Nel 2012 in Italia gli 810 MW dei termovalorizzatori, hanno prodotto 2,1 TWh elettrici da RSU considerati rinnovabili (sui 3,7 TWh totale, poco più dell’1% dei consumi italiani), incentivati con 390 milioni l’anno, ovvero 188 euro/MWh, o 126 euro/tonnellata (dati corretti riseptto alla prima versione pubblicata il 3 ottobre, ndr).  Sommando tariffa + incentivi, i termovalorizzatori “bruciano” quindi circa 220 euro per tonnellata di Rsu (considerato che gli incentivi gravano solo su una parte del totale), superando il costo della raccolta differenziata, che ha anche un impatto più importante in termini di occupazione.

“È ormai evidente – conclude Morselli  – che si andrà nel tempo verso una riduzione di discariche e di inceneritori, con una raccolta differenziata al 65-70%, perché se si comparano costi, opportunità di lavoro, impatto ambientale e accettazione della popolazione, tutto è favorevole alle quattro R ‘Riduzione, Recupero, Riciclo, Riuso‘. Ma nel frattempo consideriamo, per favore, cosa accade nei paesi europei più avanzati nella corretta gestione dei rifiuti, quelli che hanno già quasi azzerato le discariche: tutti accoppiano a un alto tasso di raccolta differenziata, uno di incenerimento quasi altrettanto alto. Per esempio, nel 2012: Austria: incenerimento 35%, riciclaggio/compostaggio 62%, Danimarca 52-45, Belgio 42-57, Germania 35-65. In Italia siamo ancora al 41% di discariche, 18% di incenerimento e 41% di riciclaggio/compostaggio.
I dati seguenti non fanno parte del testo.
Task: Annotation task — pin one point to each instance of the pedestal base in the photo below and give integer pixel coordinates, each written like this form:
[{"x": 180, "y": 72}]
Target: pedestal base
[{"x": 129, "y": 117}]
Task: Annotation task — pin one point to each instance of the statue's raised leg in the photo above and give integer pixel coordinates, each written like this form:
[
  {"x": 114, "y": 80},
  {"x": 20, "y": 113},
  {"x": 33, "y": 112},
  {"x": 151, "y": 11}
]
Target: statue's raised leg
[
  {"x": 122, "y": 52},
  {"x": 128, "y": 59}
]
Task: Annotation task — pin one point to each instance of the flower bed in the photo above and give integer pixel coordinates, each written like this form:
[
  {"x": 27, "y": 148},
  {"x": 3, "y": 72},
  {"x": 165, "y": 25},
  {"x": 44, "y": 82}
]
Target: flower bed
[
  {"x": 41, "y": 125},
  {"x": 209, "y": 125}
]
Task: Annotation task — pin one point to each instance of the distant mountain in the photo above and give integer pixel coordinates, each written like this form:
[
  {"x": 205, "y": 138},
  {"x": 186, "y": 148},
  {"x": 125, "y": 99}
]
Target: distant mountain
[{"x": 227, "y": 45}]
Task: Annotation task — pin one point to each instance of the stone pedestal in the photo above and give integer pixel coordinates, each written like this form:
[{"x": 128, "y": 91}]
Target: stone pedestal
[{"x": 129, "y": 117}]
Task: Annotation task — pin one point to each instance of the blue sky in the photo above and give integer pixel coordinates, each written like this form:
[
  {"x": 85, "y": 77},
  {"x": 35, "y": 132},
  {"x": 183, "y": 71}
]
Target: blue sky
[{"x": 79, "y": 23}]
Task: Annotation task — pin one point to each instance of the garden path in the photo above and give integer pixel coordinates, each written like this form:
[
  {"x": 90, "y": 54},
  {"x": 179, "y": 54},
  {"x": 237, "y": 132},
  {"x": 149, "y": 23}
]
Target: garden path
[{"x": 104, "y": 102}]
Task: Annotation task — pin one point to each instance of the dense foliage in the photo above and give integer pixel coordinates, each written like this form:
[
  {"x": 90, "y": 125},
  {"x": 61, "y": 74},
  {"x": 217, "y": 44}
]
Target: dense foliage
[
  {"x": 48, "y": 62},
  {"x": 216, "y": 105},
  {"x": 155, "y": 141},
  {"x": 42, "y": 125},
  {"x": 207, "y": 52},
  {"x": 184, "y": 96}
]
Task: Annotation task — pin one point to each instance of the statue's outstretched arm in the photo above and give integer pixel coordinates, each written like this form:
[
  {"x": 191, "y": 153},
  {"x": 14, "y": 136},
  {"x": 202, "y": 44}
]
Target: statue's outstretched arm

E’ evidente quale sia da noi il punto più carente, per avere un Sistema di gestione integrata dei rifiuti vicino ai migliori esempi europei”.

Sarà così, ma proprio guardando le percentuali dei ‘virtuosi’ europei, non si capisce perché non si sia definita ‘strategica’ la raccolta differenziata, almeno quanto, se non di più, degli inceneritori.